Forum Topic

07. junio 2008 13:35:53

I am a new to safety and I have a few questions about safety systems:

1. When we talk about the SIL, it means we are considering complete safety loop i.e. SIF (SIS Sensor, SIS Logic solver and SIS Actuating device)- my question is in order to implement a SIL –rated loop we need to have a SIL –rated transmitters, actuating devices, logic solvers? Or we could implement SIL-rated loop using non SIL – rated or certified instruments?

2. If for example I say, we have a SIL-3 rated Logic solver but all transmitters and the actuating devices ( solenoids, actuator, valve body etc) are not SIL- rated/certified- is it okay for the SIL level implementation or I can say we only have SIL at logic solver level?

3. What is the use of line-monitoring function – is it an IEC Standard requirement or it is usually added by SIS System designer/manufacturer to increase the integrity of the SIS Systems?

4. What is meant by architectural constraints - please explain it to me with example so that I could understand it better.

09. junio 2008 10:29:46

1. The subsystems (sensor/logic/terminator) that are used to implement the safety functions all have to 'rated', but do not need to be 'certified'. Rating means that you have a source or reliability data that supports the PFD calculation for the devices you use. Vendors will often have FMEDA reports giving you the base reliability data, and I often use generic reliability data from the Exida Equipment Reliability Handbook. IEC 61508 Part 6 Annex B gives you some detailed calculations and explains the terms that are used. You can find simpler calculations and other explanations on-line.

2. SIL 3 if difficult to achieve and may mean using voting architectures (1oo2/1oo3). All the subsystems (sensor/logic/terminator) need to be SIL 3 rated in terms of PFD and their Architectural Constraints (see 4). You probably need equipment with good reliability data (probably certified) so that you do not end up with 2 or 3 sensor or valves. The better the reliability the less equipment you need to achieve the PFD. The logic solver makes up a small part of the loop PFD, which is usually dominated by the valves.

3. Reliability data is often expressed as ‘Dangerous Failures’ (revealed and unrevealed) and ‘Safe Failures’ (revealed and unrevealed). The calculation of PFD is effectively based on the dangerous unrevealed failures. Therefore if you can reduce this value you improve the PFD. Line monitoring turns some of the unrevealed failure (i.e. due to short circuit) to revealed failures, improving the calculated PFD.

3. This is explained in IEC 61508 Part 2 clause 7.4.3. This identifies Type A (simple) and Type B (complex/programmable) equipment, and gives their maximum SIL levels based on their Hardware Fault Tolerance (HFT) and Safe Failure Fraction (SFF). For Example Type B devices with a SFF of >60% and <90% can be used up to SIL 1 when used as a single channel (HFT = 0). A Type A device with the same SFF and HFT can be used up to SIL 2. If you want to use the device at a higher SIL then you need to use voting (i.e. increase the HFT).

23. julio 2008 11:56:18

I work for a major EPC Contractor.

We have an specific requirement from our Client to have manual reset at the final elements.

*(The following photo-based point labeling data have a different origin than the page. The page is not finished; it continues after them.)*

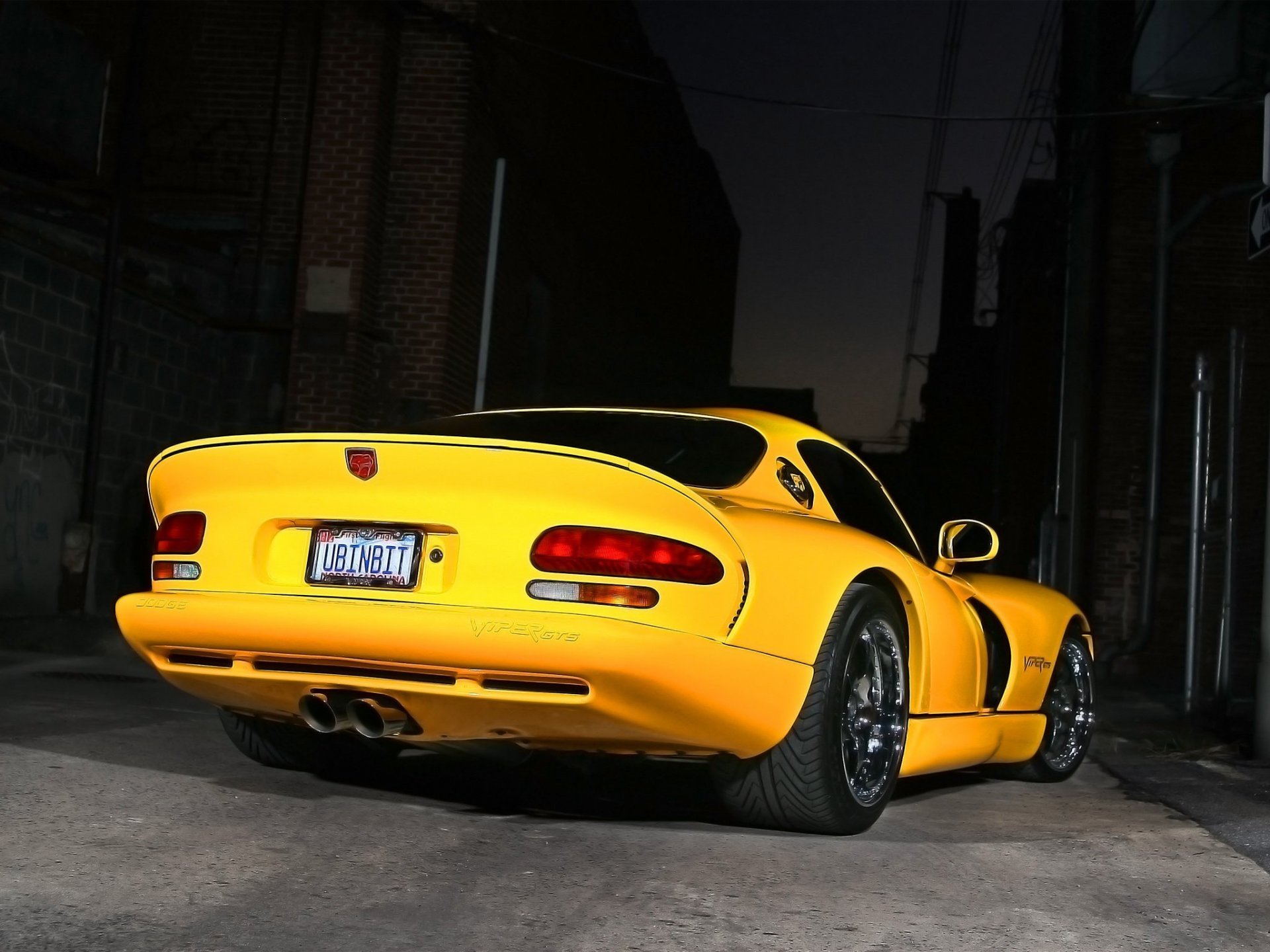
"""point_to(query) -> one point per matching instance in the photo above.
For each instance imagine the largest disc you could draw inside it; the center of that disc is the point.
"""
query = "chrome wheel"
(1068, 709)
(873, 711)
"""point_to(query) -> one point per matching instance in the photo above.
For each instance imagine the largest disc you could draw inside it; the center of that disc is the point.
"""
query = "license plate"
(368, 556)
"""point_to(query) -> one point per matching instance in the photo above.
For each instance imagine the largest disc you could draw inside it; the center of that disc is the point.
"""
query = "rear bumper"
(549, 680)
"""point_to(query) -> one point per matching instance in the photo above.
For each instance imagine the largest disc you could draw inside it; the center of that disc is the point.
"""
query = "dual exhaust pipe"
(328, 714)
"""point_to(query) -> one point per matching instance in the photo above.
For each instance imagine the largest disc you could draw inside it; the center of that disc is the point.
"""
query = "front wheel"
(1068, 711)
(837, 767)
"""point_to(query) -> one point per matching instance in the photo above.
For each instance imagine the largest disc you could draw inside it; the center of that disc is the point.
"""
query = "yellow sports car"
(709, 584)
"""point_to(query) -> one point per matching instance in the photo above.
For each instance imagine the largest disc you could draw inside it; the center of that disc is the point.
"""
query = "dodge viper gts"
(724, 586)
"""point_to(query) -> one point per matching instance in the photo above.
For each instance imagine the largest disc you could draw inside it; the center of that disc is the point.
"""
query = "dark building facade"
(294, 205)
(1117, 58)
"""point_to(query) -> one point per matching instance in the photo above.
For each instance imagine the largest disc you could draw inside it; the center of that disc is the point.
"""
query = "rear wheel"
(839, 764)
(1068, 711)
(294, 748)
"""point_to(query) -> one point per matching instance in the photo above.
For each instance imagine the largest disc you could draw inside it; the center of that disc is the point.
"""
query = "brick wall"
(1213, 287)
(343, 220)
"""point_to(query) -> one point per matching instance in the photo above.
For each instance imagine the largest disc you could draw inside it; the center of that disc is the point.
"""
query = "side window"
(854, 494)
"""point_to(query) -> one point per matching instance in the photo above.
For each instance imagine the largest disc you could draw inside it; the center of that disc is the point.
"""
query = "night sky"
(828, 205)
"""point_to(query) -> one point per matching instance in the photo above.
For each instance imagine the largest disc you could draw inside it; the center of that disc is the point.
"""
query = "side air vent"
(999, 654)
(200, 660)
(745, 592)
(544, 687)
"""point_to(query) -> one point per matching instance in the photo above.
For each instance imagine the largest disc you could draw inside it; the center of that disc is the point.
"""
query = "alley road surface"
(127, 822)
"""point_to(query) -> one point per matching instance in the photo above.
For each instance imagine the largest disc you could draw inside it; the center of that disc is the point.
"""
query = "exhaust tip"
(375, 720)
(324, 714)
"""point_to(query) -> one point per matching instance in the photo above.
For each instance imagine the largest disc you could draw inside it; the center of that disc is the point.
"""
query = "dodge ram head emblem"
(361, 462)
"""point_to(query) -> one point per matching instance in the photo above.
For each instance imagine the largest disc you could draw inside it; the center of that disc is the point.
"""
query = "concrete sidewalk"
(1141, 740)
(1152, 749)
(63, 635)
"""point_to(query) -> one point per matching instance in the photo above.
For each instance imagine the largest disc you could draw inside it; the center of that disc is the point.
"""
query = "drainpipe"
(79, 537)
(487, 314)
(1162, 149)
(1203, 387)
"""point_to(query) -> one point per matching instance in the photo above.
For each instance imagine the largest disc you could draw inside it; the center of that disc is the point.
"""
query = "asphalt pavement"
(127, 822)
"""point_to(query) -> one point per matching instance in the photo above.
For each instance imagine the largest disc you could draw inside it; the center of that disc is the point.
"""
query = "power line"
(829, 108)
(934, 164)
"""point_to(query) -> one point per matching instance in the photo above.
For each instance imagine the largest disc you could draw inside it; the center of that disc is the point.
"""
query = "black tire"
(1068, 717)
(812, 781)
(291, 746)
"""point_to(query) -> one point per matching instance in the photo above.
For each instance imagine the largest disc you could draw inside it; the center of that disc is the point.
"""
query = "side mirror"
(966, 541)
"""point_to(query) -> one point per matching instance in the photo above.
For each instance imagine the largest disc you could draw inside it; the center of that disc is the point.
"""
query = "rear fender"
(1035, 619)
(799, 567)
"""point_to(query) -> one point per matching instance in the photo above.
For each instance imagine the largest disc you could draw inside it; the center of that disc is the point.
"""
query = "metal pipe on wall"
(1235, 400)
(1261, 713)
(1160, 335)
(1203, 387)
(487, 315)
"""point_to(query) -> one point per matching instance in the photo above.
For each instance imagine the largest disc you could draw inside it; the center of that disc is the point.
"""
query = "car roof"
(774, 427)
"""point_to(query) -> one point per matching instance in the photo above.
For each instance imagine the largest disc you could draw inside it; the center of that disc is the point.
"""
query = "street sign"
(1259, 223)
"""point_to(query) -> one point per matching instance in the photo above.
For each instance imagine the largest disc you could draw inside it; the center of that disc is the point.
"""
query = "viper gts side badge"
(798, 485)
(361, 462)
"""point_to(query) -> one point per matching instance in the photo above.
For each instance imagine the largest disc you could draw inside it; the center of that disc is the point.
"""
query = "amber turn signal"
(593, 593)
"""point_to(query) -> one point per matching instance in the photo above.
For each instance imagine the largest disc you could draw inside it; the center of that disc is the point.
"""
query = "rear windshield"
(708, 454)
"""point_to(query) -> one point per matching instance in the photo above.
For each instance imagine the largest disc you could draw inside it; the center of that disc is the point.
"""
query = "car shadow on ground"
(622, 789)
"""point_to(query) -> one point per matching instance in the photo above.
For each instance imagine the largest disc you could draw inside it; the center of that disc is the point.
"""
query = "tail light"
(181, 534)
(587, 551)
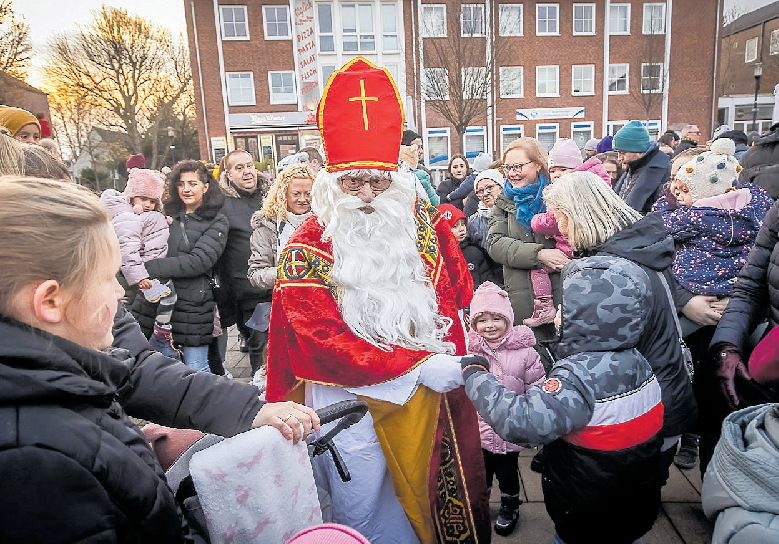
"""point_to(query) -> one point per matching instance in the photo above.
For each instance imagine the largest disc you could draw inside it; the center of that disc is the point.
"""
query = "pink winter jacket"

The final element in this case is a solenoid valve for oil-dumping.

The trouble is that we have found so far only one valve that meets the criteria (by ASxx).

We have asked the manufacturer to provide us with the respective reliability figures but there is no data for it.

So I would like to know if anybody came accross a case like this before.
We obviously need these figures to complete the SIL Verification process.